Het retentiepercentage van een school is het percentage nieuwe eerstejaars studenten dat zich het volgende jaar inschrijft voor dezelfde school. Het retentiepercentage verwijst specifiek naar eerstejaarsstudenten die hun tweede schooljaar blijven volgen op dezelfde school. Wanneer een student overstapt naar een andere school of uitvalt na zijn eerste jaar, kan dit een negatieve invloed hebben op het retentiepercentage van de universiteit.

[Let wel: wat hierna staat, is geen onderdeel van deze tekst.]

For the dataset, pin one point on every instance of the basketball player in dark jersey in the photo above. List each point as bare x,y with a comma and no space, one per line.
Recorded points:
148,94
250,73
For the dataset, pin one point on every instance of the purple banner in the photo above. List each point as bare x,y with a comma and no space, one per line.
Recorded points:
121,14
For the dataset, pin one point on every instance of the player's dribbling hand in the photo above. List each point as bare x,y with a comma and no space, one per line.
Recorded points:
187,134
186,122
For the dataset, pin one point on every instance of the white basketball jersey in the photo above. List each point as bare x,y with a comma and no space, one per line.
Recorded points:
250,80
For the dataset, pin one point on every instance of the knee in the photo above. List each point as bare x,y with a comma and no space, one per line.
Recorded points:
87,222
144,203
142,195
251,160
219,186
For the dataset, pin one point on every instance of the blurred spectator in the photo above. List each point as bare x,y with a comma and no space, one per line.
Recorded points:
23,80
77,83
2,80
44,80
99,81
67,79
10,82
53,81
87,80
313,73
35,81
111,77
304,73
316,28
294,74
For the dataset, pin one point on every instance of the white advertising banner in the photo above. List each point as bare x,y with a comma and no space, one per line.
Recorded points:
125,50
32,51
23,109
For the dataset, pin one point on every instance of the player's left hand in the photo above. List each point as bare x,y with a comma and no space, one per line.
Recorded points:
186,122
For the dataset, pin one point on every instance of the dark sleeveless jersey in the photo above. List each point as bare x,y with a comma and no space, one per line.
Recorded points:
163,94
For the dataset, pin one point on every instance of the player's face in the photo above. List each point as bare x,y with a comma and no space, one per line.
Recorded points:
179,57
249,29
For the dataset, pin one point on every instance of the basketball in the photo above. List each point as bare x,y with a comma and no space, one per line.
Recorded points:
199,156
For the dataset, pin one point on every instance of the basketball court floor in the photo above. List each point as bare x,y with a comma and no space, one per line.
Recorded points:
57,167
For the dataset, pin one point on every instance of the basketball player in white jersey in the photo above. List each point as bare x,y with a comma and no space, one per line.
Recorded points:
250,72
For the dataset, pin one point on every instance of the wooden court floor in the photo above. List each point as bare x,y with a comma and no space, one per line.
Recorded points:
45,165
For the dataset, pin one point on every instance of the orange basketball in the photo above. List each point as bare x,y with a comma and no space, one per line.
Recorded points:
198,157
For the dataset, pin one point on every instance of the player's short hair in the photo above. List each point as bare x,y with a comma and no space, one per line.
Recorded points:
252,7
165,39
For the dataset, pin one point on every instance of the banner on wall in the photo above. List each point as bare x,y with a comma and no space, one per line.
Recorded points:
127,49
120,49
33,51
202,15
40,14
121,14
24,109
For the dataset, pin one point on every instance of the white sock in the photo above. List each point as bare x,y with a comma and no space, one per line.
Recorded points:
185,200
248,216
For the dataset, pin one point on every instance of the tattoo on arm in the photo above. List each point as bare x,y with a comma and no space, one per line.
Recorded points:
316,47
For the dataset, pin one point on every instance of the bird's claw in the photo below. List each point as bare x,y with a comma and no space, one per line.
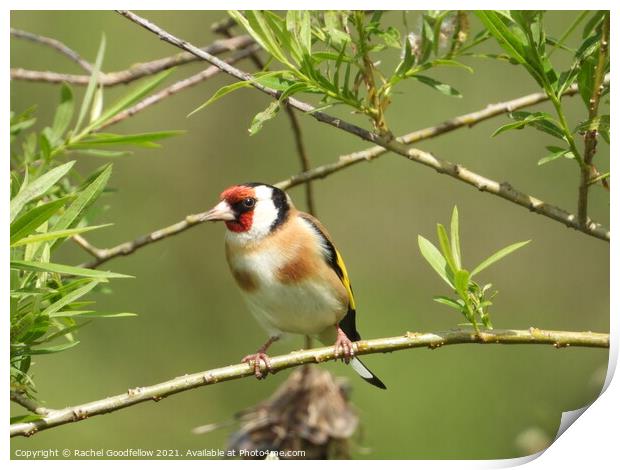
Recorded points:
255,361
343,349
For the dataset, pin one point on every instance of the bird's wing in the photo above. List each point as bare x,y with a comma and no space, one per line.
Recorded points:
335,261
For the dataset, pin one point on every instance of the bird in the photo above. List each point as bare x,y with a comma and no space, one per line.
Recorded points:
289,272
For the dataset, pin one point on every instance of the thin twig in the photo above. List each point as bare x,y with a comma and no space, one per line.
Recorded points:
504,190
223,28
465,120
345,161
177,87
87,246
29,404
135,71
54,44
126,248
587,171
559,339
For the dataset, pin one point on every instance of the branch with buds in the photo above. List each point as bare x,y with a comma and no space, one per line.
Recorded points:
501,189
134,396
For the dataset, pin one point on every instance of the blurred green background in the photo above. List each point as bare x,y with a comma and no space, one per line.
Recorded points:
465,401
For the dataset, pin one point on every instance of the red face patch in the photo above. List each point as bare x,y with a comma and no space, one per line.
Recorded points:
234,197
242,224
236,194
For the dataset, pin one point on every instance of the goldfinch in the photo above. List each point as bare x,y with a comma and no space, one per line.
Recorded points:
289,272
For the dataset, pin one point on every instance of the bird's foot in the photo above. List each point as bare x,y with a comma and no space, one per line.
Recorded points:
255,361
343,349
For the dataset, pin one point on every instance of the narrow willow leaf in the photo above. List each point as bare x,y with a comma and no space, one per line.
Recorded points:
597,123
70,297
513,44
555,155
461,283
497,256
25,418
455,242
97,107
444,244
131,98
437,85
92,85
37,188
64,112
84,200
36,266
91,314
447,301
28,222
263,116
53,349
145,139
220,93
451,63
435,259
42,237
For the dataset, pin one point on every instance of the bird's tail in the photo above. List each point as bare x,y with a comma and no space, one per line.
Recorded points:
328,337
366,374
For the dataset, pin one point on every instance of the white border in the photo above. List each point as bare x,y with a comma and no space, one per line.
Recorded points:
589,442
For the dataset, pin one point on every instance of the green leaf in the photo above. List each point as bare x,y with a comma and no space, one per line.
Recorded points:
91,314
497,256
597,123
539,120
435,259
513,43
27,223
64,112
53,349
42,237
92,85
220,93
555,155
131,98
70,297
146,139
263,116
64,269
25,418
447,301
37,188
444,244
455,242
437,85
461,283
84,200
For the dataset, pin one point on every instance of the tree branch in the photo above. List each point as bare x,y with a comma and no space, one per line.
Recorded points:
587,170
54,44
503,190
29,404
135,71
345,161
156,392
177,87
223,28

Retentiepercentages en afstudeercijfers zijn twee kritieke statistieken die ouders en tieners moeten evalueren bij het overwegen van toekomstige hogescholen. Beide zijn markers van hoe gelukkig studenten zijn op hun school, hoe goed ze zich voelen ondersteund in hun academische bezigheden en privéleven, en hoe waarschijnlijk het is dat je collegegeld goed wordt besteed.
Er zijn een aantal factoren die bepalen of een student binnen een redelijke tijd op de universiteit blijft en afstudeert. Eerste generatie studenten hebben meestal een lager retentiepercentage omdat ze een levensgebeurtenis meemaken die niemand in hun familie eerder heeft bereikt. Zonder de steun van hun naasten, is het niet zo waarschijnlijk dat studenten van de eerste generatie de cursus blijven volgen door de uitdagingen die gepaard gaan met het studeren.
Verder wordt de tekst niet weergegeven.